A sexually frustrated suburban father has a mid-life crisis after becoming infatuated with his daughter's best friend.

Director: Sam Mendes | Stars: Kevin Spacey, Annette Bening, Thora Birch, Wes Bentley

Votes: 917,496 | Gross: $130.10M

Contrived, phony ending for a smug movie. I held out hope this offbeat black comedy would take an appropriate turn instead it opts for the path of least resistance. I don't think it's deadpan comedy as much as po-faced bohemianism. A pseudo-edgy takedown of homophobia, suburban conformity, and middle-class values, it is far from a scathing social critique; bourgeoisie-bashing is now a readymade genre. A film that aspires to delve the underbelly of American society but can't communicate except in too many caricatures and broad strokes to count. The wise-beyond-their-years teen couple is supposed to be the voice of the film, but the ditzy, bromide-spouting blonde feels more appropriate.

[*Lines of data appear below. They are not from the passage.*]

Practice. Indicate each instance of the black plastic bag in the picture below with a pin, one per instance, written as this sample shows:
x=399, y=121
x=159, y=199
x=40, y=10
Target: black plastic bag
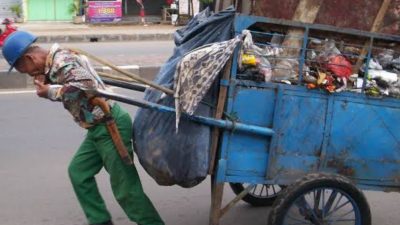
x=181, y=158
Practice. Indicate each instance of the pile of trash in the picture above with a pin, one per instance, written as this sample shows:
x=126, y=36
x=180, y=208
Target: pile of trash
x=325, y=66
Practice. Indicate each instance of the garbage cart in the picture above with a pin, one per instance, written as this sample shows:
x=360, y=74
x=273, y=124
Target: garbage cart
x=314, y=123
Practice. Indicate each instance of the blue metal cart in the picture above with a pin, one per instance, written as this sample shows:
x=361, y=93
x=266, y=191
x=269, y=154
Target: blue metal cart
x=316, y=150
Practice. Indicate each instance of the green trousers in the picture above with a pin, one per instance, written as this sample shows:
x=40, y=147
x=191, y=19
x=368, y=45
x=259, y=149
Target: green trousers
x=98, y=150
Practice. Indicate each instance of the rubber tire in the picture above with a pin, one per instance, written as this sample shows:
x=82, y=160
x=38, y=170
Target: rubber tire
x=310, y=182
x=237, y=188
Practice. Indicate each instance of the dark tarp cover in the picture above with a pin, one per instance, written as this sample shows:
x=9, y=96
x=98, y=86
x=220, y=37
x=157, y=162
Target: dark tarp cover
x=179, y=158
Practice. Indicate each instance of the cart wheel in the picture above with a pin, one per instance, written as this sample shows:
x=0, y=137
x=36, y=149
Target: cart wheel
x=260, y=195
x=321, y=199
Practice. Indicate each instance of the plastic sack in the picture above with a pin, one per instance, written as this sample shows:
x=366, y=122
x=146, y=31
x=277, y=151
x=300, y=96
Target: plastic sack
x=254, y=56
x=182, y=158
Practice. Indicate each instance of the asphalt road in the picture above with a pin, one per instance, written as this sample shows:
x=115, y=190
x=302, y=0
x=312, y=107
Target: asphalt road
x=38, y=138
x=142, y=53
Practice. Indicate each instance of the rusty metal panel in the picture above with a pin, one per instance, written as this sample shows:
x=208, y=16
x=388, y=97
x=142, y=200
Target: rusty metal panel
x=356, y=14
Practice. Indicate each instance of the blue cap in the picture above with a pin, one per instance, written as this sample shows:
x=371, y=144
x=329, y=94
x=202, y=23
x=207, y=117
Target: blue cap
x=16, y=45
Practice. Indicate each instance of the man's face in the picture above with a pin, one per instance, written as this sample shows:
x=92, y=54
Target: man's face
x=30, y=64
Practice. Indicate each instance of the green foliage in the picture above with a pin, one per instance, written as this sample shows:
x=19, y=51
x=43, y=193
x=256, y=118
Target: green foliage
x=17, y=10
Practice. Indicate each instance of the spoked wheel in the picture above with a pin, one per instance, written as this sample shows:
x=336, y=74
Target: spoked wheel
x=321, y=199
x=260, y=195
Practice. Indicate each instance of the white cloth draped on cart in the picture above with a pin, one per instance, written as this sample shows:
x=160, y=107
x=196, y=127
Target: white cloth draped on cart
x=196, y=73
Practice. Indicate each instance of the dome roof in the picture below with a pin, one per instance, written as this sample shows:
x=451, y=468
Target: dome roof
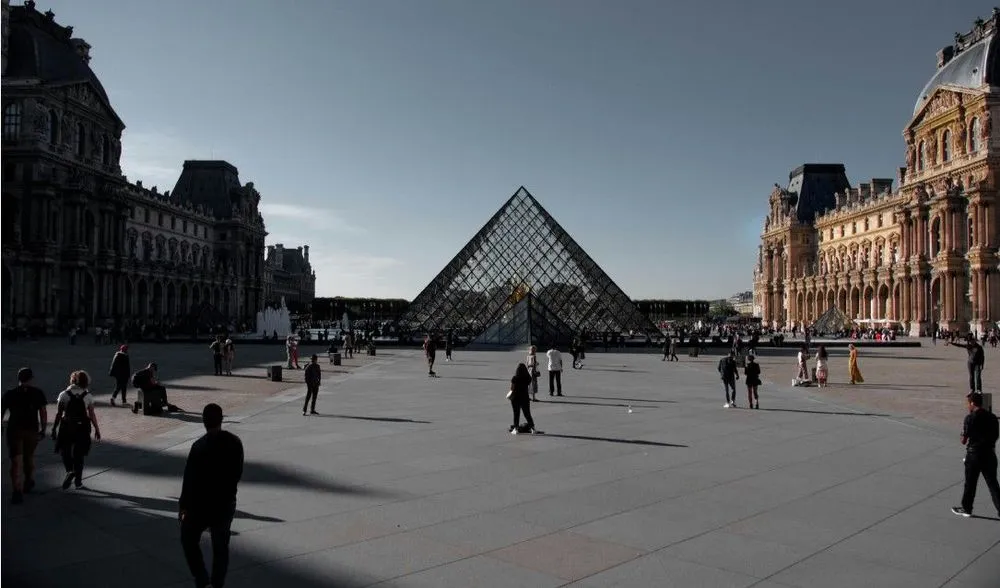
x=39, y=48
x=975, y=63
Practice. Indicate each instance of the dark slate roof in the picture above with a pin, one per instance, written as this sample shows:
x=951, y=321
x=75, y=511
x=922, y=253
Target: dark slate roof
x=973, y=67
x=39, y=48
x=293, y=262
x=208, y=183
x=814, y=186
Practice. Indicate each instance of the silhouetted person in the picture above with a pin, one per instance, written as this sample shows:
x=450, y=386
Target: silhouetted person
x=28, y=419
x=208, y=497
x=313, y=375
x=120, y=370
x=979, y=435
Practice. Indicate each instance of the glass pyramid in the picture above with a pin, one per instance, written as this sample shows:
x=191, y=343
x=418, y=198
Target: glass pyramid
x=522, y=279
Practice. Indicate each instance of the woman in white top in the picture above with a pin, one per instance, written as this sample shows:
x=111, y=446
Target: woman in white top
x=803, y=375
x=532, y=365
x=71, y=430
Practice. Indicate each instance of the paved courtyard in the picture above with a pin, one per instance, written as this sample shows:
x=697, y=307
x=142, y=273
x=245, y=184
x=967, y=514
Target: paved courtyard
x=642, y=478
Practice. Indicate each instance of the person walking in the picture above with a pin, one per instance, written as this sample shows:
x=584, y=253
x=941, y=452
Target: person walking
x=228, y=356
x=822, y=368
x=120, y=370
x=532, y=364
x=519, y=401
x=729, y=374
x=555, y=371
x=430, y=350
x=74, y=422
x=979, y=435
x=216, y=347
x=751, y=377
x=313, y=375
x=852, y=365
x=977, y=358
x=208, y=497
x=28, y=420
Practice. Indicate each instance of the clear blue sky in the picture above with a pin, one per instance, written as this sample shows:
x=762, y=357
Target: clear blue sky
x=384, y=133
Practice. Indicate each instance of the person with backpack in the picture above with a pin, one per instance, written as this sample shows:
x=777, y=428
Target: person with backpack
x=75, y=418
x=121, y=367
x=28, y=419
x=216, y=347
x=729, y=374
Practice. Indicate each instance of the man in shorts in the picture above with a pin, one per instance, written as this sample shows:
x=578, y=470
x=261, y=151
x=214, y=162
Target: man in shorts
x=28, y=420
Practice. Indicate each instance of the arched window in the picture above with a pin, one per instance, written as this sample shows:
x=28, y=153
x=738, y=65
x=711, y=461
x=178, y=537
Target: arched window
x=11, y=121
x=975, y=135
x=936, y=237
x=81, y=139
x=53, y=127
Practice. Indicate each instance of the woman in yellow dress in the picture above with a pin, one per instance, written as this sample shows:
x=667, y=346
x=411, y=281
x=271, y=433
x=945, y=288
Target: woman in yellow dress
x=852, y=364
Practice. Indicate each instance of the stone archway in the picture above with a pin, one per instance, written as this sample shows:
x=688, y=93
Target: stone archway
x=883, y=303
x=157, y=299
x=868, y=307
x=8, y=294
x=142, y=298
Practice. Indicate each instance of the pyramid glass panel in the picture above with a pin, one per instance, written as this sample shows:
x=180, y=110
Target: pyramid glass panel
x=523, y=279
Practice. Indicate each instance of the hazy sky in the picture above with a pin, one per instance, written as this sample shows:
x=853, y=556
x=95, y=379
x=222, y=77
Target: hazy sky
x=384, y=133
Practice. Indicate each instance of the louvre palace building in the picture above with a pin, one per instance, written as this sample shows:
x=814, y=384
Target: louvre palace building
x=83, y=246
x=917, y=255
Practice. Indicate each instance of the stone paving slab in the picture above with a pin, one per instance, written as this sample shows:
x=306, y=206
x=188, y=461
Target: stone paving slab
x=642, y=479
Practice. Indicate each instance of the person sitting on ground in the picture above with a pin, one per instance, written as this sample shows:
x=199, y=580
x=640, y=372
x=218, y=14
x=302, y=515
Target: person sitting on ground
x=145, y=380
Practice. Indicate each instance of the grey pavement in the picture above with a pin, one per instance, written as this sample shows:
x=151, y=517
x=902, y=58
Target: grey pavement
x=642, y=479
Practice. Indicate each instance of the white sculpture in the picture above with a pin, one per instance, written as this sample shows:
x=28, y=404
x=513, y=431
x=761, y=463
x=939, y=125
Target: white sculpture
x=274, y=319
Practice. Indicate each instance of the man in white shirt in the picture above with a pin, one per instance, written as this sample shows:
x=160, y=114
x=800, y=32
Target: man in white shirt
x=555, y=371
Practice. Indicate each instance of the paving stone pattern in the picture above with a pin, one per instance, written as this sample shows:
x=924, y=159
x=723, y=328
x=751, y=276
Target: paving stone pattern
x=642, y=479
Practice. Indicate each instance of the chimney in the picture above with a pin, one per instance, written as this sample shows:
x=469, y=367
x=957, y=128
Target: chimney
x=945, y=55
x=82, y=49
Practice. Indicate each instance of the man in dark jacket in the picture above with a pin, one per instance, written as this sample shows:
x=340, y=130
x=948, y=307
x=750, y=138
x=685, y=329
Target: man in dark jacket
x=208, y=497
x=28, y=419
x=979, y=435
x=313, y=375
x=976, y=361
x=121, y=369
x=729, y=374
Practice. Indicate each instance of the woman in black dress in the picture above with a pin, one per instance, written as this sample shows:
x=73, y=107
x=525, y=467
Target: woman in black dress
x=520, y=399
x=751, y=375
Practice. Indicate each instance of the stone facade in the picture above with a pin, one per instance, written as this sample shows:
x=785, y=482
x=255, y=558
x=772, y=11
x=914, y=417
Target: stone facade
x=922, y=255
x=289, y=275
x=82, y=245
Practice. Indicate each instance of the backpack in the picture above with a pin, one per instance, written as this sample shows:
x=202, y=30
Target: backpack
x=75, y=413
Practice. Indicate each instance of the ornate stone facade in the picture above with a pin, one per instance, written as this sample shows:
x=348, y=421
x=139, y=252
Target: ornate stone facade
x=923, y=255
x=289, y=275
x=81, y=244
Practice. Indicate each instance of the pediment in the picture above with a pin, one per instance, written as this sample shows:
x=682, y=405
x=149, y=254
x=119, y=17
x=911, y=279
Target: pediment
x=943, y=99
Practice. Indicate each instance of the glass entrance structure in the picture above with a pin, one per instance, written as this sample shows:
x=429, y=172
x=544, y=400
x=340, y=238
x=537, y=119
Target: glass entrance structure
x=523, y=279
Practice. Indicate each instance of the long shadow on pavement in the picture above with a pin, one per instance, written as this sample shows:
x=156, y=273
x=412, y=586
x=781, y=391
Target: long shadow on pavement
x=87, y=538
x=380, y=419
x=613, y=440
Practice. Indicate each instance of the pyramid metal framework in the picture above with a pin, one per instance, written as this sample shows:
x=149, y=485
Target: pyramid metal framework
x=523, y=279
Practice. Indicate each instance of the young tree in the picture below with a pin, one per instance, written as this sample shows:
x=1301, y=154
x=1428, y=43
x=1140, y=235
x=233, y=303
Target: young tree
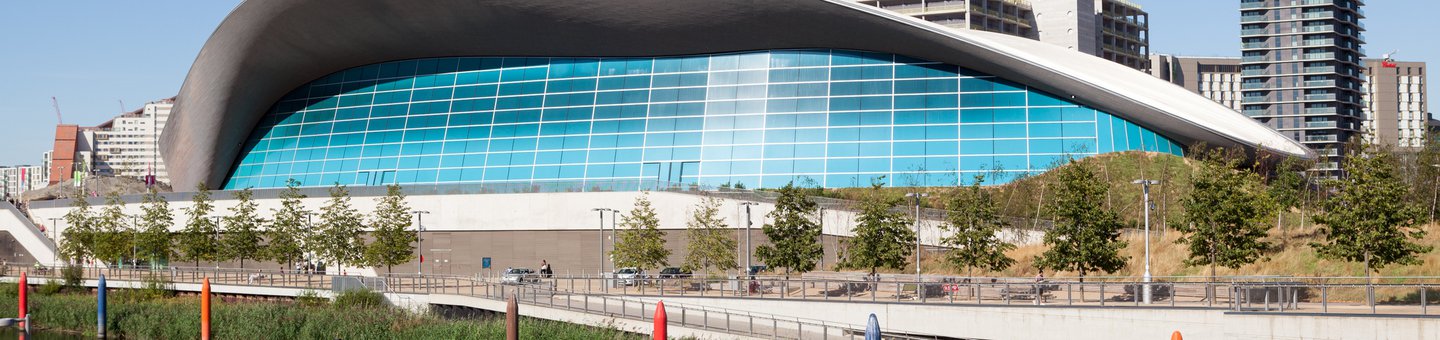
x=79, y=231
x=712, y=244
x=794, y=232
x=975, y=225
x=1226, y=215
x=288, y=229
x=198, y=241
x=1086, y=236
x=337, y=238
x=393, y=239
x=883, y=236
x=156, y=219
x=111, y=238
x=641, y=244
x=1286, y=192
x=1370, y=218
x=242, y=231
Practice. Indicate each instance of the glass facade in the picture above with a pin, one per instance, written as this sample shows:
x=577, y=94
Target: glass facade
x=834, y=118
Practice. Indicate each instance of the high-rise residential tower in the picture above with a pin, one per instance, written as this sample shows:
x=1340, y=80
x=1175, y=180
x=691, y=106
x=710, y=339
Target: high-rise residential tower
x=1113, y=29
x=1301, y=69
x=1396, y=95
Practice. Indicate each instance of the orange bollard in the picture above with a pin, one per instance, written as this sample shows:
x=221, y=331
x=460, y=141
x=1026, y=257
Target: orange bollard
x=25, y=285
x=661, y=327
x=205, y=310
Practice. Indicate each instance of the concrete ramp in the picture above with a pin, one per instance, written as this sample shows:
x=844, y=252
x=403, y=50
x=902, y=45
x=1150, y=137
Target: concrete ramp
x=26, y=234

Further, this marks Kevin Spacey's continuing mission to prove himself the most serious actor in the room. As Louis CK expertly noted, it's a movie that becomes an unintentional self-parody of p.c. 'message' dramas while trying to be intentionally ironic and profound. The end the epitome of a production where everybody was trying too hard. The more you watch the worse it gets.